Are you a company officer?



In the UK, company officers are responsible and liable for the decisions of the company. Officers of a company include directors and company secretaries. When it comes to appointing or terminating a company officer, the procedures are laid down in law, the company's articles of association, and in any shareholder agreements.


How many officers should a company have?


A public limited company must, by law, have at least one company secretary and a minimum of two directors.


A private limited company is not required to keep a company secretary, but must have one director.


Company secretaries


A company secretary may be a natural person or a corporate entity. If a company chooses to appoint a corporate entity, there must be a natural person authorised by the corporate entity to act on its behalf.


A company's directors will define the duties of a company secretary, but these duties usually revolve around administration of the company. Duties may include:

  • Dealing with the administration of the board of directors, and shareholder meetings

  • Keeping up-to-date records of company meetings

  • Updating statutory registers

  • Ensuring the company meets its Companies House obligations and deadlines

  • Ensuring the company complies with its memorandum and articles

The company secretary of a public limited company must meet specific criteria and have the necessary qualifications. It is the duty of the directors to ensure the secretary fulfills the criteria.

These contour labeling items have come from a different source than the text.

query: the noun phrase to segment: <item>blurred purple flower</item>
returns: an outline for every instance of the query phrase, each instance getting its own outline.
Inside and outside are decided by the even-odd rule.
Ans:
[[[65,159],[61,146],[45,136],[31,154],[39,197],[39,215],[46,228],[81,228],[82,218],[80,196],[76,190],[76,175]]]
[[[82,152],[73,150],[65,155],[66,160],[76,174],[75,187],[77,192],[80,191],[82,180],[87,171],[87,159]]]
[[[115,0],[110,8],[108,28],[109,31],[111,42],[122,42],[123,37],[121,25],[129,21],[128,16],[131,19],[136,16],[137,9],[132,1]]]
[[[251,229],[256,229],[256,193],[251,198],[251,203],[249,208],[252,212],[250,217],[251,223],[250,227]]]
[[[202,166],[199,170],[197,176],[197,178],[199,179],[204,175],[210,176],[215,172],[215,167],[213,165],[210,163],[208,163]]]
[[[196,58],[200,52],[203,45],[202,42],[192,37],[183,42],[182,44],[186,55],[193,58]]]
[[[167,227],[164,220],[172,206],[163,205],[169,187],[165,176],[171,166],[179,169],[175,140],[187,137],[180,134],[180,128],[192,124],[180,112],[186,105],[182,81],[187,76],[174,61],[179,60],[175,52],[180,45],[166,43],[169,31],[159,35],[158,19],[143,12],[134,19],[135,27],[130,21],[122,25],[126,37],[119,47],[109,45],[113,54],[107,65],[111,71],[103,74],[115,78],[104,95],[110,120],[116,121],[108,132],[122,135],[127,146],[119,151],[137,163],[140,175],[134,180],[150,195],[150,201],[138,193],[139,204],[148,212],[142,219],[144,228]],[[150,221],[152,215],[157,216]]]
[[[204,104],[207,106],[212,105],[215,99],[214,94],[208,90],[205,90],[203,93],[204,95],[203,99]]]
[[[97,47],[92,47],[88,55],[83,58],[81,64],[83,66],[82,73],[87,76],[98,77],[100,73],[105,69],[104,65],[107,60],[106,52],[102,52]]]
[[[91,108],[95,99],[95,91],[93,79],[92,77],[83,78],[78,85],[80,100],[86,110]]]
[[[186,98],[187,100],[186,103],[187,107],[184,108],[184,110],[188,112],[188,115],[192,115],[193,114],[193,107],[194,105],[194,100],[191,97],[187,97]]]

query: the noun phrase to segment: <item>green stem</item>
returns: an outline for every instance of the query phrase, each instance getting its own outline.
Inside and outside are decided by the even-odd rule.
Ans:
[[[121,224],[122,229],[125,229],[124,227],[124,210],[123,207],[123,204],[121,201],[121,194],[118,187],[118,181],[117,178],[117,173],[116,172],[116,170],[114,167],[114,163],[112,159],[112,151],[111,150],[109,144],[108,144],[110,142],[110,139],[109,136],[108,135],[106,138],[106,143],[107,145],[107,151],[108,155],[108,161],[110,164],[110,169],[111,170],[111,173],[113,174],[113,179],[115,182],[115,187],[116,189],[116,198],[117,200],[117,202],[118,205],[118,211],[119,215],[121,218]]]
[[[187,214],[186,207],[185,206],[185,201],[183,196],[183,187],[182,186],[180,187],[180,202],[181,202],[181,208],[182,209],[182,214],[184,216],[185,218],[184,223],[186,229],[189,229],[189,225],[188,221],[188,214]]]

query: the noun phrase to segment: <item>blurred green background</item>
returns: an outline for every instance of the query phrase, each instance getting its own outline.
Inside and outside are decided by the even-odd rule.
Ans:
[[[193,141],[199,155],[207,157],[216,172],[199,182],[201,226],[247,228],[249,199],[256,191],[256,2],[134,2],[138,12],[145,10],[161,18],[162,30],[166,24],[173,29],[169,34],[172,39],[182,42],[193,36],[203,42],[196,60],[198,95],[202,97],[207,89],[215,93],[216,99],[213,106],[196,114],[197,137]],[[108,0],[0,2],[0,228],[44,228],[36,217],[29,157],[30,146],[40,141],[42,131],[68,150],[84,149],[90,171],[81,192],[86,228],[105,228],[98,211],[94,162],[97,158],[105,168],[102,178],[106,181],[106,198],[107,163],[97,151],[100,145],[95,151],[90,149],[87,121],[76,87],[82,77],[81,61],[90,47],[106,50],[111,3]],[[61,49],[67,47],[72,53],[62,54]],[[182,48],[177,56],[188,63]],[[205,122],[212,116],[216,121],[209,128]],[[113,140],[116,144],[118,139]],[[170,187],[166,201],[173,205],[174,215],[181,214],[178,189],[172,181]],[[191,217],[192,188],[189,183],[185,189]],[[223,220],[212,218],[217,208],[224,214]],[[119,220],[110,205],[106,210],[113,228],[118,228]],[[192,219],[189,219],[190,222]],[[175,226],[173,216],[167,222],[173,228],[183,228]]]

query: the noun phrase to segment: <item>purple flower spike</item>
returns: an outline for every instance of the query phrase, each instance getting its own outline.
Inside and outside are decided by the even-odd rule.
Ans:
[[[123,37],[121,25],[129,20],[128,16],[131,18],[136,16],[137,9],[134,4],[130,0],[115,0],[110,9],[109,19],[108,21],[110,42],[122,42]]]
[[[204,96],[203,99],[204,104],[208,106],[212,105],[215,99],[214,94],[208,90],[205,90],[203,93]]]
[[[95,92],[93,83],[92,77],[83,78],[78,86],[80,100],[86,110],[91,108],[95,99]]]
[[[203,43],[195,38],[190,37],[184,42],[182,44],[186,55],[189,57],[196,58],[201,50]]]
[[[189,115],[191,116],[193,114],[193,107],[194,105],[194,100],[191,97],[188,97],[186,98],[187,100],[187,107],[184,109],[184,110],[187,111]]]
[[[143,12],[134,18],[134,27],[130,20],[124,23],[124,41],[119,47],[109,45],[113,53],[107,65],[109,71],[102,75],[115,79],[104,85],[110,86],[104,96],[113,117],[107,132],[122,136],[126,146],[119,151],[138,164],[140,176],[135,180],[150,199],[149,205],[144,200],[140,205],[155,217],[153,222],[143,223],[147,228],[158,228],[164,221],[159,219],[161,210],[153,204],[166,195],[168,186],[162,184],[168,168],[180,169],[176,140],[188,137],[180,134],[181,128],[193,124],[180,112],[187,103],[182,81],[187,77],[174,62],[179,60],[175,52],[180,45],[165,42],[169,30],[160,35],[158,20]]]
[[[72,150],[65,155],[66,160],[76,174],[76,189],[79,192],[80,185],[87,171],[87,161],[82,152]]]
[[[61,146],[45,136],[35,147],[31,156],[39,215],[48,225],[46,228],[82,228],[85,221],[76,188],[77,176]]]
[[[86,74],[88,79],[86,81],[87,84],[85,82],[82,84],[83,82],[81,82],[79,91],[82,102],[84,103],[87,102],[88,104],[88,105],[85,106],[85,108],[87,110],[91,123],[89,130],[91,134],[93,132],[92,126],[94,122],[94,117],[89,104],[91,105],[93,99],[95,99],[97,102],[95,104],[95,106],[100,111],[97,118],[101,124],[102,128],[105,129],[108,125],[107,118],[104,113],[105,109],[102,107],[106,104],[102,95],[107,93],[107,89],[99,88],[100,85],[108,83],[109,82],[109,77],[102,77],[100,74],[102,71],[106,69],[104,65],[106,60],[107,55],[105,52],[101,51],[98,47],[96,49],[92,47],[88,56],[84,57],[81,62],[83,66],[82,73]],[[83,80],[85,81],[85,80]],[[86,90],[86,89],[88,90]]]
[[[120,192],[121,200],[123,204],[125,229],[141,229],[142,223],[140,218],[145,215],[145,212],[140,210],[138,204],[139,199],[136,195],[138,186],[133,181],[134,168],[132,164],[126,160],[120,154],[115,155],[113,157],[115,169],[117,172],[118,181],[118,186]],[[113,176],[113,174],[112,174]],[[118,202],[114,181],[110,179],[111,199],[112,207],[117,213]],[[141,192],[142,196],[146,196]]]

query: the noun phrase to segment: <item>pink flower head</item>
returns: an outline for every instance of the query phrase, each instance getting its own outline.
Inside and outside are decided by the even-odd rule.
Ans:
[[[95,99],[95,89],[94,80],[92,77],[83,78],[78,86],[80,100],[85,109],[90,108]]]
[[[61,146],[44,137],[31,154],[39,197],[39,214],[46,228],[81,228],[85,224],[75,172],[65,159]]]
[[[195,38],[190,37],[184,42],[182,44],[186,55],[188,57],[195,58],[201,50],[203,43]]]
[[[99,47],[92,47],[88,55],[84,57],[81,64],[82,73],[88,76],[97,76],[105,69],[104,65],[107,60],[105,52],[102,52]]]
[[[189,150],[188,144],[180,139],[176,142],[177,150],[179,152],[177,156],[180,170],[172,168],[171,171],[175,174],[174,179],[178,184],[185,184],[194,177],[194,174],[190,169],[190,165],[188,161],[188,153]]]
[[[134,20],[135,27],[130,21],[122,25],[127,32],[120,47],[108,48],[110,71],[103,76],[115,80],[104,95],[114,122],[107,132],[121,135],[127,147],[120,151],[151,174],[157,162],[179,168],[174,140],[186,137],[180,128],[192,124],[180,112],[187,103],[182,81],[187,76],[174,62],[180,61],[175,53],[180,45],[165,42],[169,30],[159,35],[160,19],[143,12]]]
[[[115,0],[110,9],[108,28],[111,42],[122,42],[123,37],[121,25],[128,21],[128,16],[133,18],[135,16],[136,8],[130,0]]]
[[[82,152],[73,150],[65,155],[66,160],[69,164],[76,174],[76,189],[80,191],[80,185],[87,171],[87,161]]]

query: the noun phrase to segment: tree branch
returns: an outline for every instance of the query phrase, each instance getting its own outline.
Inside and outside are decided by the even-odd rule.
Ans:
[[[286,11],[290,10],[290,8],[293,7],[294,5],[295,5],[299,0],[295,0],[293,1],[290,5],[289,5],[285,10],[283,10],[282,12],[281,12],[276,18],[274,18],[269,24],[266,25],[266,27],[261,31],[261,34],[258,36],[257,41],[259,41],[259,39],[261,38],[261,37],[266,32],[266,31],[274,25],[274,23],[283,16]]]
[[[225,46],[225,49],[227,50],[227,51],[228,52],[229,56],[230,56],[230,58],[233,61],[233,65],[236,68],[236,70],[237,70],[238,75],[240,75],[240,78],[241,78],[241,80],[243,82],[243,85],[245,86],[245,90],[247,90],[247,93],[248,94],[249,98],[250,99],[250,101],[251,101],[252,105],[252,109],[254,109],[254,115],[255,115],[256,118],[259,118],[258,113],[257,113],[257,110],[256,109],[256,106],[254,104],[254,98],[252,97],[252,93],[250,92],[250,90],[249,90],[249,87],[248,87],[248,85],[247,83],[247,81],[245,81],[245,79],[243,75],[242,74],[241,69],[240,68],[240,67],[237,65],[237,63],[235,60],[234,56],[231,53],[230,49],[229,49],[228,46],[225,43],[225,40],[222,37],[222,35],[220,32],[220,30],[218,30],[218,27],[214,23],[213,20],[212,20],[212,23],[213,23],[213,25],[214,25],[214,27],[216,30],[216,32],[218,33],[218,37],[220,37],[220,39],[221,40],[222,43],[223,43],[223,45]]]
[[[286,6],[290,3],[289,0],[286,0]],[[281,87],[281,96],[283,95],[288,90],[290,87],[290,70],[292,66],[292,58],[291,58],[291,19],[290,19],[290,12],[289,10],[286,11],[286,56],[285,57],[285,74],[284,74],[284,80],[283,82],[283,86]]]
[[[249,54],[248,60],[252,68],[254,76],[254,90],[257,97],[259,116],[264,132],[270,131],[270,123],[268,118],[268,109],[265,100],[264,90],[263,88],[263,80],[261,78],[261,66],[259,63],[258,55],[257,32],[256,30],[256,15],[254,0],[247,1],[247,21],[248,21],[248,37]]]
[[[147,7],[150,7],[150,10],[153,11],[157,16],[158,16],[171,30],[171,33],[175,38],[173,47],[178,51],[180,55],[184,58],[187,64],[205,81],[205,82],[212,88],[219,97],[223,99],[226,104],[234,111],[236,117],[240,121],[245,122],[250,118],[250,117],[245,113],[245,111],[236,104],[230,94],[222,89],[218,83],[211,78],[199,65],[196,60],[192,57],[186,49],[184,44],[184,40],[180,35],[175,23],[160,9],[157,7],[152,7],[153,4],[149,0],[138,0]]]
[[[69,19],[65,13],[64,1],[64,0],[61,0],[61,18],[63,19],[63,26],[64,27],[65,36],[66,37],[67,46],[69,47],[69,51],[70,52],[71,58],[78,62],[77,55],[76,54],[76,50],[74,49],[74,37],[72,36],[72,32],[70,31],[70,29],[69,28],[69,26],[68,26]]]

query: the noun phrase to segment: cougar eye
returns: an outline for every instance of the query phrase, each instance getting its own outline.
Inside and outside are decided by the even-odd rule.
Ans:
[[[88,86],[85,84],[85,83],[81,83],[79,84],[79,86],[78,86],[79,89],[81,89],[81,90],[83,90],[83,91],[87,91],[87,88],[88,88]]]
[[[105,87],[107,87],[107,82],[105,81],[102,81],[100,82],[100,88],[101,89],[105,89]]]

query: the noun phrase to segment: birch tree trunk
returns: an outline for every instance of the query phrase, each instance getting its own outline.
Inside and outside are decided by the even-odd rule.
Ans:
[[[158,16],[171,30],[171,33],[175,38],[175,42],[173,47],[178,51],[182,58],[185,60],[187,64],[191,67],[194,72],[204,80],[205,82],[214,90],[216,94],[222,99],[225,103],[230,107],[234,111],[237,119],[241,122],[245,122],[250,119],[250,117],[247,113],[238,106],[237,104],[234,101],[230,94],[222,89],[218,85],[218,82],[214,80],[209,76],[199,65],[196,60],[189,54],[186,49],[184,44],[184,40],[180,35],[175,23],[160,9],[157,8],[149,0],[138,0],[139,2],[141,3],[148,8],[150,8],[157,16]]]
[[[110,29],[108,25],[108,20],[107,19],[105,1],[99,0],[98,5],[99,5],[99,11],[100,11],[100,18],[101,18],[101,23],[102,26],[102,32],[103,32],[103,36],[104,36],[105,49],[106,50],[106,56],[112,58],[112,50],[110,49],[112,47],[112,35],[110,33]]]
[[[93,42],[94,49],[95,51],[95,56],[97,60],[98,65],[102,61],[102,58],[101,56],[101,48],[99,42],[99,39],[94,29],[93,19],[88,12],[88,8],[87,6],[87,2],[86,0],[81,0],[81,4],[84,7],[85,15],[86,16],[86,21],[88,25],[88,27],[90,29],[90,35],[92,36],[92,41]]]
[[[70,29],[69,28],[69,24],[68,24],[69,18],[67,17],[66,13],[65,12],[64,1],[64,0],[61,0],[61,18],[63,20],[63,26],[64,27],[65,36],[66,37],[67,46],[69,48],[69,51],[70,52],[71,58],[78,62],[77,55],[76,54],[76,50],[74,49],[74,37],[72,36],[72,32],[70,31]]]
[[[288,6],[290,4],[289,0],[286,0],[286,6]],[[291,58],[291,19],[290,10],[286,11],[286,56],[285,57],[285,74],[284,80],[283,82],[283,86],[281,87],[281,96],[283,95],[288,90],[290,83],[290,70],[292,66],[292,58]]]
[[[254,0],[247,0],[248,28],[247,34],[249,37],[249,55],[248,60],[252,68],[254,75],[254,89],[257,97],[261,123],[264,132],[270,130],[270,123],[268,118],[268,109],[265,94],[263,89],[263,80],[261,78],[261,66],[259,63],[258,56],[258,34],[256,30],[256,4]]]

The company secretary of a private limited company does not need to meet specific requirements or hold secretarial qualifications.


Directors


The directors of a company manage the company on a day-to-day basis.The directors act on the company's behalf. A director may also be a company secretary, but to be a director one must be at least 16 years old.


Company law imposes a number of duties upon directors, in relation to the company. Namely:

  • Duty to act within their powers

  • Duty to promote the success of the company

  • Duty to exercise independent judgement

  • Duty to exercise reasonable care, skill, and diligence

  • Duty to avoid conflicts of interest

  • Duty not to accept benefits from third parties

  • Duty to declare any interest in proposed transactions or arrangements with the company

If a director fails to comply with its duties, they may be both criminally and civilly liable.